How to Make Your Own Rub
How to Make Your Own Rub

One of the most flavorful ways to season meat is with a generous amount of rub. One of the questions that we hear often from our customers is - How to Make a Rub? A rub can be any combination of herbs and spices that appeal to your taste buds. There are no rules or exact recipes that need to be followed. Indeed, ingredients for tasty rubs will vary widely depending on personal tastes and preferences as well as geography.

Rubs can be made two ways, a wet rub or a dry rub. A wet rub is basically a dry rub mixture combined with a small amount of oil to make a thick paste. A wet rub has the advantages of adhering to the surface of the meat better than a dry rub and it will help the meat remain moist during cooking because the oil in the wet rub seals the surface of the meat.

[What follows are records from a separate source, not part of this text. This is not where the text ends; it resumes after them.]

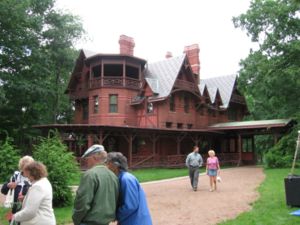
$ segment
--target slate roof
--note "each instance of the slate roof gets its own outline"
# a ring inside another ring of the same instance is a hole
[[[87,49],[82,49],[82,51],[83,51],[86,58],[89,58],[89,57],[97,54],[96,52],[93,52],[93,51],[90,51],[90,50],[87,50]]]
[[[208,79],[200,79],[200,92],[201,87],[204,87],[206,85],[207,90],[209,92],[210,98],[212,99],[212,96],[214,91],[216,91],[216,88],[219,90],[223,107],[227,108],[229,106],[229,102],[231,99],[231,95],[233,92],[233,88],[236,82],[237,76],[236,75],[229,75],[229,76],[221,76],[221,77],[213,77]],[[203,88],[204,89],[204,88]],[[202,90],[203,92],[203,90]],[[202,94],[201,92],[201,94]],[[213,102],[213,101],[212,101]]]
[[[218,129],[218,130],[272,128],[272,127],[285,127],[291,122],[293,122],[292,119],[239,121],[239,122],[217,123],[209,126],[209,128]]]
[[[156,93],[156,98],[166,98],[179,74],[186,55],[168,58],[162,61],[149,63],[145,70],[145,79],[151,90]]]

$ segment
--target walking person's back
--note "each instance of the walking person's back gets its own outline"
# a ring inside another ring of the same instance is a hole
[[[197,191],[198,188],[198,179],[199,179],[199,168],[203,164],[203,159],[199,154],[198,146],[194,146],[193,152],[188,154],[185,164],[189,169],[189,177],[191,181],[191,186],[194,191]]]
[[[108,225],[116,218],[119,181],[104,165],[106,156],[102,145],[92,146],[83,155],[83,158],[91,157],[94,167],[85,172],[77,189],[74,225]]]

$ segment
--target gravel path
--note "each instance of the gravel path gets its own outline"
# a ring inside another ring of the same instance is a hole
[[[154,225],[212,225],[250,210],[264,180],[262,168],[239,167],[221,171],[218,190],[209,192],[206,175],[199,178],[198,191],[192,191],[189,179],[145,183]]]
[[[153,225],[213,225],[235,218],[251,209],[265,175],[262,168],[238,167],[222,170],[221,177],[215,192],[209,192],[206,175],[200,176],[197,192],[188,177],[143,183]]]

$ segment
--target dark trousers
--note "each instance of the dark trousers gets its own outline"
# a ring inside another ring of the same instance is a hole
[[[198,187],[198,178],[199,178],[199,167],[189,167],[189,176],[191,180],[191,185],[193,189]]]

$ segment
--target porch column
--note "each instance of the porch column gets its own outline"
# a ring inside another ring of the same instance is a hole
[[[126,87],[126,61],[123,60],[123,87]]]
[[[252,149],[252,154],[253,154],[253,161],[254,163],[257,162],[257,156],[256,156],[256,152],[255,152],[255,143],[254,143],[254,135],[252,135],[251,137],[251,149]]]
[[[104,65],[103,65],[102,59],[101,59],[100,63],[101,63],[101,64],[100,64],[100,65],[101,65],[100,85],[101,85],[101,87],[103,87]]]
[[[177,138],[177,155],[180,155],[180,139],[179,138]]]
[[[238,166],[240,166],[242,163],[242,137],[240,134],[238,135],[238,153],[239,153]]]
[[[94,138],[92,134],[88,135],[88,148],[94,144]]]
[[[128,167],[132,166],[132,134],[129,134],[128,137]]]
[[[275,133],[273,136],[274,136],[274,145],[276,145],[279,139],[279,135]]]

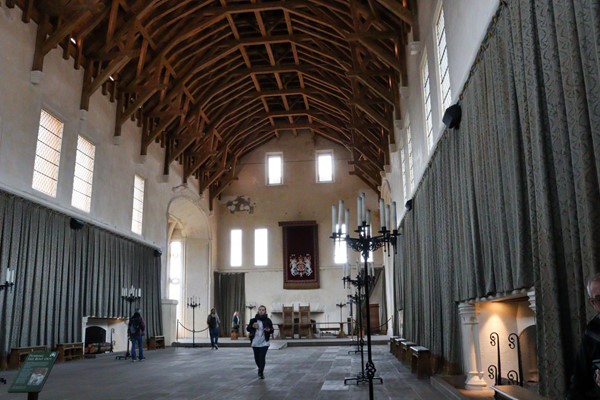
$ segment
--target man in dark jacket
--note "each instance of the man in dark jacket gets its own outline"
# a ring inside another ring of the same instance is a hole
[[[600,273],[588,280],[587,291],[590,304],[600,313]],[[600,399],[600,314],[585,328],[567,399]]]
[[[269,339],[273,332],[273,322],[267,316],[267,308],[265,306],[258,307],[258,314],[250,320],[246,330],[250,334],[252,350],[254,351],[254,362],[258,367],[258,377],[265,379],[264,370],[267,350],[269,350]]]
[[[131,361],[136,361],[135,346],[137,345],[140,351],[140,358],[137,360],[142,361],[144,357],[144,346],[143,338],[146,332],[146,322],[140,310],[135,310],[135,313],[129,318],[128,324],[129,339],[131,340]]]

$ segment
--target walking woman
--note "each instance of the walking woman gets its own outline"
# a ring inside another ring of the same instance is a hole
[[[265,379],[265,361],[267,350],[269,350],[269,339],[273,332],[273,322],[267,316],[267,308],[265,306],[258,307],[258,313],[250,320],[246,330],[250,334],[250,340],[252,341],[254,362],[256,362],[256,366],[258,367],[258,377]]]
[[[210,335],[210,347],[213,350],[219,350],[219,326],[221,320],[217,314],[217,310],[214,308],[210,309],[210,314],[206,318],[206,324],[208,325],[208,333]]]

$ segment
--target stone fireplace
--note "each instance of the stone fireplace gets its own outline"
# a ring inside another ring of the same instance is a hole
[[[127,349],[126,319],[84,317],[82,331],[86,353]]]
[[[538,384],[535,291],[460,303],[465,388]]]

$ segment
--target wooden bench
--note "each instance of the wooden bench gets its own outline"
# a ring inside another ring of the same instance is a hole
[[[516,385],[492,386],[494,399],[500,400],[547,400],[547,397]]]
[[[412,358],[410,370],[417,374],[418,379],[428,378],[431,375],[431,357],[427,347],[411,346]]]
[[[406,342],[406,341],[407,341],[406,339],[401,338],[400,336],[394,336],[390,339],[390,352],[399,361],[402,361],[402,358],[401,358],[402,352],[400,349],[400,345],[402,344],[402,342]]]
[[[25,359],[29,353],[34,351],[48,351],[47,346],[30,346],[30,347],[13,347],[10,349],[10,357],[8,358],[9,369],[19,369],[21,364],[25,362]]]
[[[83,343],[59,343],[56,345],[56,362],[83,359]]]
[[[410,352],[410,348],[412,346],[416,346],[415,342],[411,342],[409,340],[400,342],[400,361],[404,364],[410,365],[412,359],[412,353]]]
[[[148,350],[164,349],[165,348],[165,337],[164,336],[152,336],[148,338]]]

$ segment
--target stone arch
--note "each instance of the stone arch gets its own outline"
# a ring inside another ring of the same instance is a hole
[[[167,208],[167,268],[165,293],[170,284],[170,244],[179,239],[182,242],[181,296],[174,306],[177,337],[192,338],[190,330],[195,329],[195,337],[205,337],[201,321],[208,314],[212,304],[212,241],[213,233],[209,212],[202,199],[183,193],[171,199]],[[187,300],[195,296],[198,307],[191,308]],[[195,326],[193,326],[195,325]]]

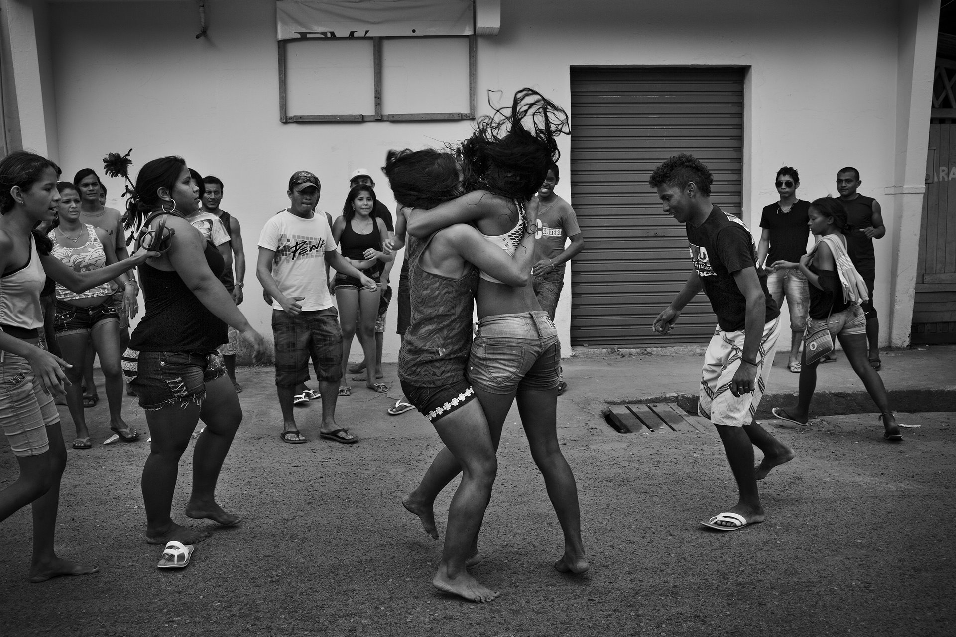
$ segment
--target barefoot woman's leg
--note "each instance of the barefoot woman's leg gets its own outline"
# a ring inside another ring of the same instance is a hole
[[[208,518],[220,524],[235,524],[241,518],[216,503],[216,482],[242,422],[242,407],[228,374],[206,383],[200,410],[206,430],[199,436],[192,458],[192,496],[185,506],[190,518]]]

A dry rub will need to be thoroughly rubbed into the surface of the meat to impart maximum flavor, but can be more convenient to use especially if you have made a large batch ahead of time and have it handy in the cabinet. A homemade dry rub mixture should be stored in an airtight container away from heat and light. It should remain fresh and flavorful for up to six months if stored properly. Eventually it will begin to lose flavor so it would be smart to label each batch with the date to avoid old mixtures taking up space in the cabinet (in a perfect would, rubs will taste so great they will not last that long). Until the rub making skill has been mastered, it would be wise to create rubs in smaller batches and record the ingredients and amounts used until you have achieved the desired results. This will avoid having wasted ingredients and a large supply of something on hand that is not working or heaven forbid, the opposite problem of creating the world's best rub and not remember exactly how it happened (I just hate it when that happens). Both wet and dry rubs should to be applied to the meat the night before or at least several hours before cooking to maximize the flavor.

Whether you choose a wet or dry rub, it is important to create a balance of flavors that will not overpower the meat. A good place to start is with sweet and salty ingredients. The sweet flavor can be regular granulated sugar, brown sugar, turbinado sugar, or molasses in the case of a wet rub. The salt can be from table salt, sea salt, kosher salt or any of the seasoned salts such as celery, garlic or onion. Salt should be added by weight not volume due to the differences in the size of the grind. The important thing is to balance the two in roughly equal amount of flavor according to taste.

The next level of flavor to add in a rub recipe is the heat. Heat can come from ground black pepper, cayenne pepper, chili powder, white pepper, crushed red pepper flakes or any combination of these ingredients. This part of a rub is purely a matter of taste and heat tolerance.

To finish off a great rub it is important to build the flavor by adding herbs and spices. This is where the originality comes in. Oregano and Thyme or a blend like Italian seasoning works well, especially for chicken. A mixture of cumin, garlic, dry mustard and paprika can be a wonderful combination to round out a rub and give a good barbeque flavor. If all else fails, an excellent method to complete an original rub is to line up all of your spices and herbs on the counter and add what you think will taste good. Mix strong flavors with milder or complementary flavors for best results. Experiment by adding different rub mixtures to beef, chicken and pork. The flavors of all kinds of meats are enhanced by using this type of slow seasoning. Again there are no rules; the perfect rub is the one that you and your family enjoy the most.